Assuming employers draft their rules in accordance with the general counsel's revised guidance, the ruling should result in fewer unfair labor practice charges brought for alleged unlawful rules and policies.
January 15, 2019
By Steve Miller, managing partner, Fisher Phillips
After the 2016 election, the Trump Administration appointed two members to the National Labor Relations Board, a federal agency that makes decisions interpreting the National Labor Relations Act and helps set the direction for the broader policy of U.S. labor law. Since that time, the reconstituted labor board has issued a number of decisions that challenge long-standing NLRB precedent.
One rapidly evolving area of labor law involves written employer work rules and policies. In recent years, the NLRB issued a number of decisions finding that work rules in employee handbooks interfered with employees' right to engage in conduct protected by the NLRA, such as employees' right to raise concerns regarding the terms and conditions of their employment. Because the written policies of both unionized and non-unionized employers are subject to violations, these decisions potentially affected virtually any restaurant operator. Many operators who drafted or revised their employment policies in the last several years grew frustrated by these restrictions.
By 2015, the NLRB had issued so many decisions attacking employer rules that the Board's general counsel published a memorandum providing guidance to employers in this area. The memorandum discussed numerous allegedly unlawful rules that might be found in an employee handbook, including rules restricting employees from engaging in the following conduct:
Upcoming changes in NLRB precedent
At the end of 2017, the NLRB issued a decision involving the Boeing Company that reshaped the law regarding employer work rules. In the Boeing case, the NLRB issued a new test for determining whether “facially neutral” work policies (meaning rules that do not explicitly state they are limiting protected employee rights) interfere with employees exercising their rights under the NLRA. Previously, the NLRB held that neutral work rules that did explicitly restrict employees' rights were nevertheless unlawful if employees would “reasonably construe” the rule to prevent them from exercising their rights. The focus of this test was on how employees could interpret work rules to restrict their rights.
Under the Boeing decision, the NLRB eliminated this test. Using a phrase that will be music to every employer's ears, the NLRB now will seek to “ensure a meaningful balancing of employee rights and employer interests” when analyzing NLRA-based attacks on handbook rules and policies.
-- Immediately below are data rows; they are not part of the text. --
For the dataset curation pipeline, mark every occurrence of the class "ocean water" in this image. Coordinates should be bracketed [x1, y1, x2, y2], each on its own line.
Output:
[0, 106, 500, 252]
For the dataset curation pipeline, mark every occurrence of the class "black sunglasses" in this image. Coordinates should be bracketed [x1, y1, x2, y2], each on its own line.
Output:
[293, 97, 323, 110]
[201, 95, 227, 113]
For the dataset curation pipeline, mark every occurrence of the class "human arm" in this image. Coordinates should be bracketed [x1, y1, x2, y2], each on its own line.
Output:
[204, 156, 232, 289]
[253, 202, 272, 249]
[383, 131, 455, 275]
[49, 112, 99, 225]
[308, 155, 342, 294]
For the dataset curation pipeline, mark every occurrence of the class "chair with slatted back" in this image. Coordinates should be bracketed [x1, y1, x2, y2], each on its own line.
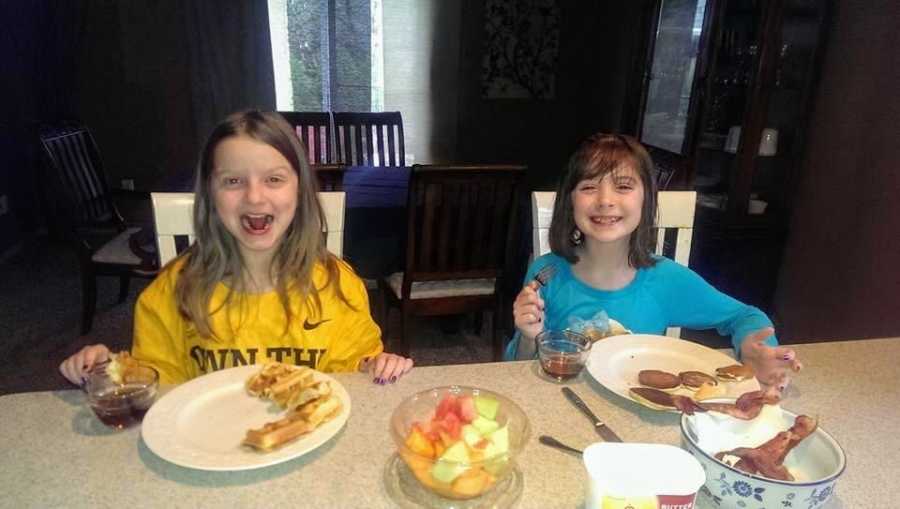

In its place, the NLRB established the following two-prong test:
When evaluating a facially neutral policy, rule or handbook provision that would potentially interfere with the exercise of NLRA rights, the NLRB will evaluate: (i) the nature and extent of the potential impact on NLRA rights, and (ii) legitimate business justifications associated with the rule. In light of this new balancing of interests, and for attempted clarity, the NLRB also created three categories of policies and rules. Rules are subject to different levels of scrutiny depending on where they fall in these categories.
For example, if a restaurant has a rule limiting the use of recording with a cell phone in the kitchen, the NLRB can now place more significant emphasis on the legitimate employer justifications for such a rule (e.g., employee productivity, worker safety, preventing theft of trade secrets or confidential information) against the potential impact the rule may have on an employee's rights (e.g., limiting their ability to record information that might be the subject of legitimate employee concerns regarding the terms and conditions of their employment).
In consideration of this change, the NLRB's general counsel issued a memorandum on June 6, 2018, that provided revised guidance regarding employer work rules. The memorandum provides specific examples of written work rules and policies and illustrates how they fall within the three separate categories articulated under the Boeing case. While this memorandum is not binding (unlike an NLRB decision), it provides key insight as to how an NLRB regional office might interpret and enforce the Boeing decision when conducting an investigation.
How does this affect my restaurant policies?
Without question, this is a good development for written employer work rules and policies. The NLRB will give weight to the business justification of such rules, in addition to the potential impact under the NLRA. Assuming that employers draft their rules in accordance with the general counsel's revised guidance, this should result in fewer unfair labor practice charges brought for alleged unlawful rules and policies.
In consideration of these changes, employers who previously had revised their rules for legal compliance are encouraged to review their handbook policies to see where they might be able to articulate stronger expectations. Employers should not assume that all work rules restricting employee rights are suddenly legal – rather, an analysis of the individual rule in consideration of the revised legal test and guidance should be considered.